I often find that people are surprised when I tell them that I'm a librarian, and then, confused when I mention special collections. I think the surprise is because they aren't expecting the response of "librarian" in answer to the question "What do you do?" I guess because I don't look like the default stereotypes of librarianship that they have stored away. After moving beyond the surprise, the other side of the conversation tends to turn to how libraries will soon be obsolete, don't offer anything other than books, ebooks are taking over the world, and "Aren't you worried about job security?" While I do enjoy reading post-apocalyptic fiction, and I believe my vigorous consumption of the genre has prepared me for success in such an environment, I do not believe that the death of print is imminent. In particular, special collections give me hope.
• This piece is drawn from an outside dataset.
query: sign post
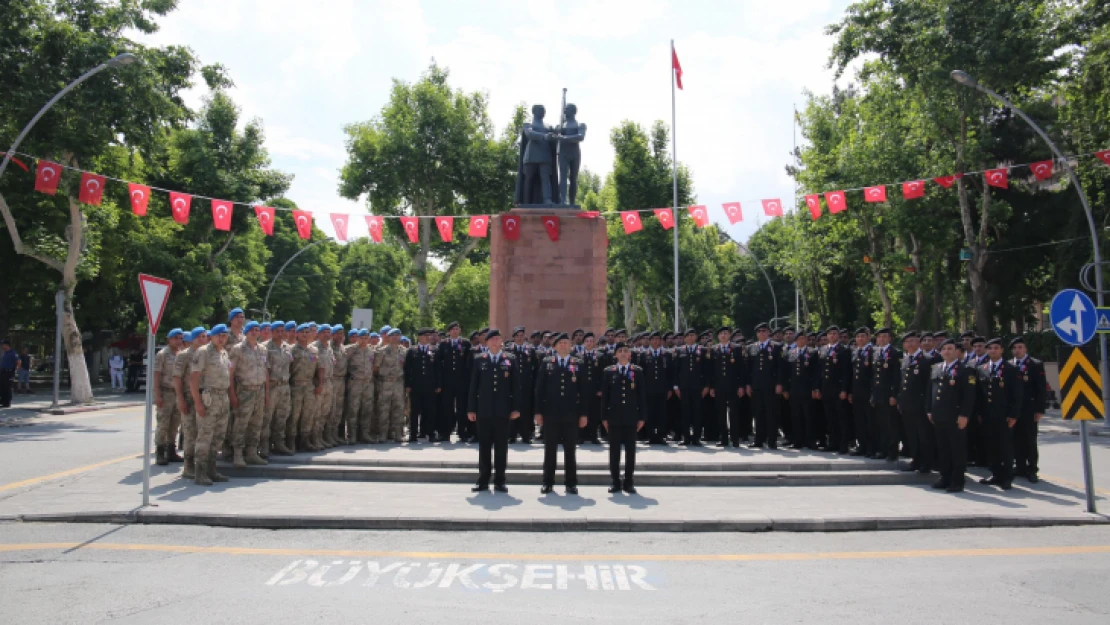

These repositories go above and beyond in preserving history and helping users engage with items from our collective and shared past. Even the small, rural libraries that I work with in my current position are doing this work as they digitize collections of local newspapers and maintain local genealogy collections. There is a place for books and the printed word now, and there will continue to be. As things become increasingly digital, we'll crave a return to what is natural and known.
Any unusual or interesting collection at your library you'd like to draw our attention to?
Since I'm not technically working in a library setting, this is a tough question, but it does give me the opportunity to brag about the STLS member libraries. Many of the libraries are situated in small, rural communities, and as you might imagine, they've become repositories for local history collections, newspapers, collections of arrowheads, and other miscellaneous medium-rare items. The libraries themselves are often located in buildings that are on the National Register of Historic Places. For example, the building that houses the Belmont Literary and Historical Society Free Library was built between 1893 and 1904. It is a triangular brick structure that features a three-story clock tower. The clock itself must be hand wound every week and is one of three in existence. Each of the libraries in our system is unique, and I love traveling to visit them. If you're ever driving across the state, I highly recommend making a few detours to visit the local public libraries.